3D Convolutional Neural Networks for Improved Detection of Intracranial bleeding in CT Imaging
Bargava Subramanian, Naveen Kumarasami, Praveen Shastry, Kalyan Sivasailam, Anandakumar D, Elakkiya R, Harsha KG, Rithanya V, Harini T, Afshin Hussain, Kishore Prasath Venkatesh
TL;DR
The paper tackles the critical problem of rapid, accurate intracranial bleeding detection in CT scans within emergency settings. It introduces a U-shaped 3D CNN with CLAHE-based preprocessing to detect, classify, and segment major bleed types in volumetric CT data. Key contributions include a 23-layer encoder–decoder architecture with skip connections, thresholding-based ROI refinement, comprehensive data augmentation, and strong per-bleed-type performance (examples include high precision and localization accuracy across EDH, SAH, and other hemorrhages). The approach holds promise for scalable, real-time clinical workflows, with future work focused on dataset diversification, real-time inference, and multimodal data integration to broaden applicability and robustness.
Abstract
Background: Intracranial bleeding (IB) is a life-threatening condition caused by traumatic brain injuries, including epidural, subdural, subarachnoid, and intraparenchymal hemorrhages. Rapid and accurate detection is crucial to prevent severe complications. Traditional imaging can be slow and prone to variability, especially in high-pressure scenarios.

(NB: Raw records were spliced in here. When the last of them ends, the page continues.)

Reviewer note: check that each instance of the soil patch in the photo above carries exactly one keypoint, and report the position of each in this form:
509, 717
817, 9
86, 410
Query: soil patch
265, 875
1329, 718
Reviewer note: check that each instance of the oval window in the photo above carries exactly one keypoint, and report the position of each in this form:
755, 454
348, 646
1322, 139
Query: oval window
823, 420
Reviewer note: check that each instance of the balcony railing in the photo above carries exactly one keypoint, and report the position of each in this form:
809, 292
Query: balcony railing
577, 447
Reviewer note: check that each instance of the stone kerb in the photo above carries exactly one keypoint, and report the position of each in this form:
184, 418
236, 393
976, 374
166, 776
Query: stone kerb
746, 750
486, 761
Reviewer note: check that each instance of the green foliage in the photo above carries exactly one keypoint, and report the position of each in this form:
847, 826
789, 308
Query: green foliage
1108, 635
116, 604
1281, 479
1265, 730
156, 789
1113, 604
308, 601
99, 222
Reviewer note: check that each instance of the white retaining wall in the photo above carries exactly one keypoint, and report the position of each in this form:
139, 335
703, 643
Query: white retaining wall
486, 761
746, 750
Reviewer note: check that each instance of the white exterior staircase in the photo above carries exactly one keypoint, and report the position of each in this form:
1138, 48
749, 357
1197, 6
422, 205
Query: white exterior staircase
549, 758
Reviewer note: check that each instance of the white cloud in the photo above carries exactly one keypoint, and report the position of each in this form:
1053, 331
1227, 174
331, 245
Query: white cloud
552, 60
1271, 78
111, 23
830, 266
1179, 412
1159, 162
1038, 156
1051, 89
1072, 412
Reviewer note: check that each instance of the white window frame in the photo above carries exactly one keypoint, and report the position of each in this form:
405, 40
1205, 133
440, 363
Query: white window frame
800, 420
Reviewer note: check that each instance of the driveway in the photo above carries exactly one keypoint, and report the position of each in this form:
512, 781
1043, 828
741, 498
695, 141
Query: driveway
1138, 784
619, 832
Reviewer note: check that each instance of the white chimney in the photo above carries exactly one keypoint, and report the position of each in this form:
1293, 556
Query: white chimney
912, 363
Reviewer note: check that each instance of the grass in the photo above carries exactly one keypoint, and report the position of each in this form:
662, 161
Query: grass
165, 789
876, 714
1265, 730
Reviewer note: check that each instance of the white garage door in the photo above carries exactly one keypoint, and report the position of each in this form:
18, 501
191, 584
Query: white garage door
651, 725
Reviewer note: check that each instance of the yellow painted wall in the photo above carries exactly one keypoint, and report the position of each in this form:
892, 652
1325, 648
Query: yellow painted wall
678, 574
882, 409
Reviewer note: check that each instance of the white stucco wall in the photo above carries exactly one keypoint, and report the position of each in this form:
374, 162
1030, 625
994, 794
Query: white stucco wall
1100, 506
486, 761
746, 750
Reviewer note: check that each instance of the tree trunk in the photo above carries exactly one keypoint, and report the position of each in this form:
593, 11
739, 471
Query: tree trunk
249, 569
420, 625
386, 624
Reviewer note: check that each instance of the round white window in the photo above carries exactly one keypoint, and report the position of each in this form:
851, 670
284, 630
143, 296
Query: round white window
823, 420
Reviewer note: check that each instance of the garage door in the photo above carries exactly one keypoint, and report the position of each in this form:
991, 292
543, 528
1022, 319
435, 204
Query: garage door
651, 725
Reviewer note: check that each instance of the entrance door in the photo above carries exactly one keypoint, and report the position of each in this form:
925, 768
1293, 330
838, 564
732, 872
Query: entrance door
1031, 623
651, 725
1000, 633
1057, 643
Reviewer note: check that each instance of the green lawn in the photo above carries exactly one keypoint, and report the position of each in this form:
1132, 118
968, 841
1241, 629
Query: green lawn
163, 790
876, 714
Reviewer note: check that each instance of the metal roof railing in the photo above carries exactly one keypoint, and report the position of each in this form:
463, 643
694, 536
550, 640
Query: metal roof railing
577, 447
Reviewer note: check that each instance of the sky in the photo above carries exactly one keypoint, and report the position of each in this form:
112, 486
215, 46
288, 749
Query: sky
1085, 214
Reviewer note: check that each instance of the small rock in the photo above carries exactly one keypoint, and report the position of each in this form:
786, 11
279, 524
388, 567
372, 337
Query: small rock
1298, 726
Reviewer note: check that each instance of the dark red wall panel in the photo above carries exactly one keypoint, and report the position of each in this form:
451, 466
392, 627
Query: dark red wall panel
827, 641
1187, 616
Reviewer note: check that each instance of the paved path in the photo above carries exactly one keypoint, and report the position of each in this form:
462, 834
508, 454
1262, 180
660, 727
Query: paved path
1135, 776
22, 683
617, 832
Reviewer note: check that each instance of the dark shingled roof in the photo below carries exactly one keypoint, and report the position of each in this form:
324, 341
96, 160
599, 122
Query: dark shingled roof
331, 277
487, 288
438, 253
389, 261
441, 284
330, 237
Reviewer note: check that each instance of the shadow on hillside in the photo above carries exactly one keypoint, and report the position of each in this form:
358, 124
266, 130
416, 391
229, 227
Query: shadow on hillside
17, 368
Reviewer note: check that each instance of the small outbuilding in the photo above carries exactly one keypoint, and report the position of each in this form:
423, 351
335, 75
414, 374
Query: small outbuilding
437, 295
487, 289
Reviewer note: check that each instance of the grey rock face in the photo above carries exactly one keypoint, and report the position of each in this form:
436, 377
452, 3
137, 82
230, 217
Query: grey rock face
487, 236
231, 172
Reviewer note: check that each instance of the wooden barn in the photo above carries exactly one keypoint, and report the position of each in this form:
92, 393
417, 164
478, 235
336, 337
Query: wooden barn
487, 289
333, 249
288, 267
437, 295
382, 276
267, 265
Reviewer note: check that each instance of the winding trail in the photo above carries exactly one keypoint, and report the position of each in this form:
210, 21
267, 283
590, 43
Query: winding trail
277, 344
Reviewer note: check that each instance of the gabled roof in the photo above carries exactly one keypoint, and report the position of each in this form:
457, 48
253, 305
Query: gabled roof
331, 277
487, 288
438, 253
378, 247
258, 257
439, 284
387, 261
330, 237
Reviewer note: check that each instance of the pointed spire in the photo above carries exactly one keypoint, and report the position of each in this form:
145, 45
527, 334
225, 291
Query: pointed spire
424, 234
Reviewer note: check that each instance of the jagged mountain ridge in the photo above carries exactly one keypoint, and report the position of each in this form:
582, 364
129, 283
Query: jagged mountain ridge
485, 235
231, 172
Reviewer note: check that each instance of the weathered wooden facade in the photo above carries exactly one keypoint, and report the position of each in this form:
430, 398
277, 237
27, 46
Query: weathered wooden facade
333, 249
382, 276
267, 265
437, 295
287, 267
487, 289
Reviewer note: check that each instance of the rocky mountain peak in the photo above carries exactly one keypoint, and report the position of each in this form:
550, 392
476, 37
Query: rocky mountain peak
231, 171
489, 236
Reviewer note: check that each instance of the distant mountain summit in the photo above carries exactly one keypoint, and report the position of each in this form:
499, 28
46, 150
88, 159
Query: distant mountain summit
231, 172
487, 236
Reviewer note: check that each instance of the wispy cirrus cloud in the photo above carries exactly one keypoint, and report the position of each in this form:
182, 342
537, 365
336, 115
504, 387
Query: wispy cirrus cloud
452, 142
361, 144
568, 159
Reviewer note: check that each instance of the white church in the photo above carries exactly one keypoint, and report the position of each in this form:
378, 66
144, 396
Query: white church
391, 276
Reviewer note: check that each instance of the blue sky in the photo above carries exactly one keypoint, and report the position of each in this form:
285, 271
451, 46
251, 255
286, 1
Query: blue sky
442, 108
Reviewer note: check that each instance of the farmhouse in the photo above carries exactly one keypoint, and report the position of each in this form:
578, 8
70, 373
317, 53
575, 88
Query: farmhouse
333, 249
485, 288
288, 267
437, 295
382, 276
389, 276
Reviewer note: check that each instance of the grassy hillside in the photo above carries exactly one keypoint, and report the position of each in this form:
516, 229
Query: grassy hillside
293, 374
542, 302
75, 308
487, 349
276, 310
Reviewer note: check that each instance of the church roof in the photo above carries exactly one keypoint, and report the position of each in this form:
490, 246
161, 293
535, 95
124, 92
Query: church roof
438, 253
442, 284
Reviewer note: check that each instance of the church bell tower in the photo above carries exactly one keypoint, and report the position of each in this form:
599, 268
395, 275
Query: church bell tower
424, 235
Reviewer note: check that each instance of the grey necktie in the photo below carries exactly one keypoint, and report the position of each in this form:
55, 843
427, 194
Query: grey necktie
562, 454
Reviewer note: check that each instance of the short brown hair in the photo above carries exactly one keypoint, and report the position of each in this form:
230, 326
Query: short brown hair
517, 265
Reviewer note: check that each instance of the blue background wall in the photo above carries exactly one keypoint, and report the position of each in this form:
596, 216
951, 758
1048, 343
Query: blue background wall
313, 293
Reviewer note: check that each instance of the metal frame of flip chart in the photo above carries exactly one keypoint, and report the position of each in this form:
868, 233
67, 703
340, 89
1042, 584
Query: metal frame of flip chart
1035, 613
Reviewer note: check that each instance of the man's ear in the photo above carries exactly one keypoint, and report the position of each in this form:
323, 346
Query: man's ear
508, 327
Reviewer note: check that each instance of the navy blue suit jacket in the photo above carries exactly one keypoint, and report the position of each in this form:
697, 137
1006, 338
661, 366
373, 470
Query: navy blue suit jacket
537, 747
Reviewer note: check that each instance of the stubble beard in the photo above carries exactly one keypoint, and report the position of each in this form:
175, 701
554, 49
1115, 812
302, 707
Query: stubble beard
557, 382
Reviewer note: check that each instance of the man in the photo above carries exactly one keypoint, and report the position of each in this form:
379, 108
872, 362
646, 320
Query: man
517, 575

Artificial Intelligence (AI) provides a solution by quickly analyzing medical images, identifying subtle hemorrhages, and flagging urgent cases. By enhancing diagnostic speed and accuracy, AI improves workflows and patient care. This article explores AI's role in transforming IB detection in emergency settings. Methods: A U-shaped 3D Convolutional Neural Network (CNN) automates IB detection and classification in volumetric CT scans. Advanced preprocessing, including CLAHE and intensity normalization, enhances image quality. The architecture preserves spatial and contextual details for precise segmentation. A dataset of 2,912 annotated CT scans was used for training and evaluation. Results: The model achieved high performance across major bleed types, with precision, recall, and accuracy exceeding 90 percent in most cases 96 percent precision for epidural hemorrhages and 94 percent accuracy for subarachnoid hemorrhages. Its ability to classify and localize hemorrhages highlights its clinical reliability. Conclusion: This U-shaped 3D CNN offers a scalable solution for automating IB detection, reducing diagnostic delays, and improving emergency care outcomes. Future work will expand dataset diversity, optimize real-time processing, and integrate multimodal data for enhanced clinical applicability.